This repository contains a solution for a binary classification challenge. The task involves developing models to predict a binary outcome based on a provided dataset. Three distinct models were trained and evaluated to assess their performance in predicting the outcomes.
The project utilizes a dataset where the target variable is "transaction". This dataset consists of various numerical and categorical features, from which 20% was reserved for testing, 75% of the remaining for training, and 25% for validation. The dataset required preprocessing which included encoding categorical variables, applying normalization techniques like z-score to manage outliers, and employing oversampling to address class imbalance.
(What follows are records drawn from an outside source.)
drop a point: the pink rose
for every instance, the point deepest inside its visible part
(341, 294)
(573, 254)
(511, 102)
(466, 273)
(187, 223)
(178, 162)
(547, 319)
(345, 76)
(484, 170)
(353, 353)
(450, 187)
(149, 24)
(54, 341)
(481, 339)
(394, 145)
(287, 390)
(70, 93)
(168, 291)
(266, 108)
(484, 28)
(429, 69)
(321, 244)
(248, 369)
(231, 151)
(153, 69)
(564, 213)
We trained three models for this classification task:
- Decision Trees (Baseline Model): Chosen for its simplicity, interpretability, and fewer requirements for hyperparameter tuning.
- Logistic Regression: Selected for its ability to provide probabilistic outputs and suitability for binary classification tasks involving both numerical and categorical data.
- XGBoost: Utilized for its strength in handling complex datasets with an ensemble of weak prediction models to improve accuracy.
- Decision Trees: Minimal tuning required; focused on basic parameters to maintain simplicity.
- Logistic Regression: Hyperparameters tuned included regularization strength (C), penalty type (l1, l2), solver (liblinear, saga), and max iterations using GridSearch to find the optimal settings.
- XGBoost: Tuned using the Optuna framework with hyperparameters like n_estimators, max depth, learning rate, subsample rates, and regularization parameters (reg_alpha & reg_lambda).
The models were evaluated using F1-score, precision, and recall:
- XGBoost showed the best performance with an F1 score of 0.84, demonstrating its robustness in handling the dataset complexities.
- Decision Trees provided a solid baseline with an F1 score of 0.78.
- Logistic Regression showed an F1 score of 0.77, indicating a slight struggle with class imbalance despite tuning.
Confusion matrices for each model indicated higher true positives and true negatives compared to false positives and false negatives, validating the effectiveness of the models in classifying the transaction outcomes accurately.